The pretense of “saving” Iraqi women was a dimension of the neocolonial narrative of democracy building leveraged by the US administration to invade and occupy Iraq. “Saving” implies that US imperial domination is superior and even necessary and inherently good for women. Iraqi women are perceived as an ahistorical homogenous object, portrayed as essentially voiceless victims. Even 20 years after the destructive and devastating invasion and occupation, the gendering of the democracy narrative on the Middle East remains.
In the context of the militarization and widespread violence that followed the invasion and occupation, Iraqi intellectuals, writers and activists have been targeted by armed groups, assassinated, threatened or forced into exile. Specific legal mechanisms have also been adopted that limit freedom of expression. For example, a draft of a 2023 “content regulation” law was leaked. If passed, Iraqi activists warn, this law would give the authorities broad control to determine what speech is permissible and shut down speech they oppose. Additionally, a number of Baath-era laws are still used to stifle freedom of expression.
These oppressive conditions have led hundreds of intellectuals, journalists, judges and activists—including women’s rights activists—to speak back against the post-2003 political order. On June 3, 2022, they released a “Statement for Freedom of Expression,” which openly criticized the Iraqi regime’s intensification of repression against any form of political dissent. Since October 2019, at least 540 peaceful protesters have been killed, 20,000 injured and many forcibly disappeared.[5] The repression has been carried out by various entities from the state’s security forces—using stun grenades, anti-riot tanks and military-grade teargas as bullets—as well as by paramilitary groups and mercenaries using live ammunition and machine guns. The Iraqi government has imposed media, internet and telecommunication blackouts as well as curfews. Many protesters have been threatened, intimidated, arrested, beaten, kidnapped and even assassinated.
While most of the protesters killed during the uprising were young men on the front lines of confrontation with the Iraqi security forces during protests, women protesters were also targeted. Protesters like Saba Mahdawi and Mari Mohammed were kidnapped.

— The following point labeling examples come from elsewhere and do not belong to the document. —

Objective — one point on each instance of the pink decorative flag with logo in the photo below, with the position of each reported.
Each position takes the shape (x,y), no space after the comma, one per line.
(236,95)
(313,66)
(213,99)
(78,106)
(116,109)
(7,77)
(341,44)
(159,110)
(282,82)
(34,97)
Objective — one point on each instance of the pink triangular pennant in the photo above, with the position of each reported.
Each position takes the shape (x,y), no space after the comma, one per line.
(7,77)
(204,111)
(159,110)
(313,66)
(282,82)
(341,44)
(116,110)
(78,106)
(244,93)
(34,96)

In Basra, Sara Taleb and her husband ‘Adel and Reham Yacoob were killed by armed groups as was Zahraa Ali in Baghdad.
The main slogan at the heart of the 2019 uprising, Enrid watan (we want a country), expresses what so many Iraqis have lost: A functioning, livable country with robust infrastructure and services as well as the possibility of living without fear of being killed by a vast network of armed groups affiliated with the Iraqi establishment for simply expressing their demands. The struggle against restrictions on women’s rights, the silencing of their voices and the erosion of their bodily autonomy are poignantly reflected in the protesters’ chants. “Your voice is not shameful, your voice is a revolution,” is a rallying battle cry for freedom and dignity, especially for women.
[Zahra Ali is an assistant professor in sociology at Rutgers University, Newark.]
Endnotes
[1] Joy Gordon, Invisible War: The United States and the Iraq Sanctions (Cambridge University Press, 2010).
[2] Stephan Graham, Cities Under Siege: The New Military Urbanism (London/New York: Verso, 2010).
[3] Omar Sirri & José Ciro Martinez, “Of Bakeries and Checkpoints: Stately affects in Amman and Baghdad,” EPD: Society and Space 38/5 (2020), p. 849.
[4] Renad Mansour, “More Than Militias: Iraq’s Popular Mobilization Forces Are Here to Stay,” War on the Rocks, April 3, 2019.
[5] “Human Rights Violations and Abuses in the Context of Demonstrations in Iraq October 2019 to April 2020,” UNAMI and OHCR Report, August 2020, p. 15.